Marcado por um pensamento anti-americano e anti-europeu, assumiu uma ideologia que visava a autonomia africana em um sistema anticapitalista, que também era contrário ao autoritarismo soviético. No poder, fomentou políticas de acesso à moradia, nacionalizou o petróleo líbio, aproximou o país do bloco islâmico e fundou comitês populares.
Perigo para a OTAN
Tudo isso fez com que o ditador entrasse no radar da OTAN, que o enxergava como uma ameaça pela criação de seu projeto econômico que visava criar uma moeda africana lastreada no ouro, e não no dólar ou no franco.

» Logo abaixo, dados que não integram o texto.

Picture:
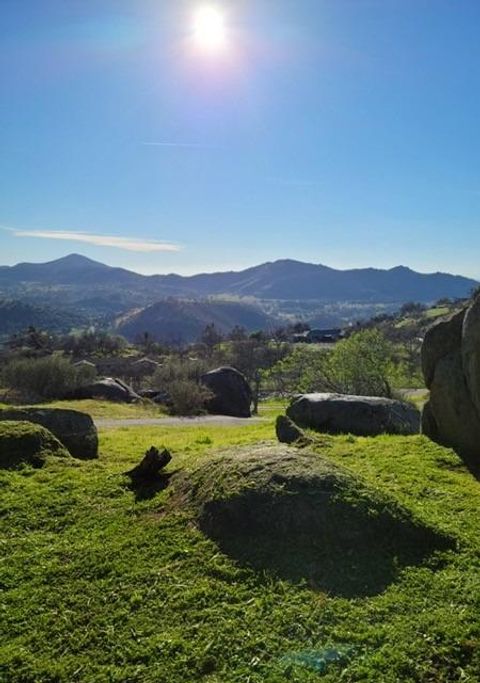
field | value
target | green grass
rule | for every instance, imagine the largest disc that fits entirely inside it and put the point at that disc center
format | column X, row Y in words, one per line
column 99, row 409
column 100, row 587
column 437, row 311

E-mails divulgados por Sidney Blumenthal para a Secretaria do Estado de Hillary Clinton comprovaram isso: “Esse ouro foi acumulado antes da atual rebelião e foi projetado para ser usado para estabelecer uma moeda pan-africana baseada no dinar de ouro da Líbia. Este plano foi projetado para fornecer aos países africanos francófonos uma alternativa ao franco francês (CFA).”
Esses e-mails expõem claramente os cinco motivos da França e dos EUA terem derrubado Kadafi, e nada tem a ver com o bem-estar da população da Líbia: obter petróleo do país, garantir a influência francesa na região, aumentar a reputação de Sarkozy no mercado interno, afirmar o poder militar francês e impedir a influência de Kadafi no que é considerada África francófona.
Fora a OTAN, sua ditadura também não era bem vista dentro de seu próprio país, já que a população já havia cansado de casos de nepotismo e corrupção dentro do governo, que estabeleceu leis que favoreciam todos seus partidários e oprimiam todos seus opositores.
A caçada a Kadafi
Kadafi deposto após a Guerra Civil Líbia, em 2011. Fora do poder, se refugiou no último recanto de apoiadores de sua liderança: a cidade de Sirte. Onde viveu seus momentos finais fazendo mudanças de esconderijo em casas abandonadas a cada três ou quatro dias.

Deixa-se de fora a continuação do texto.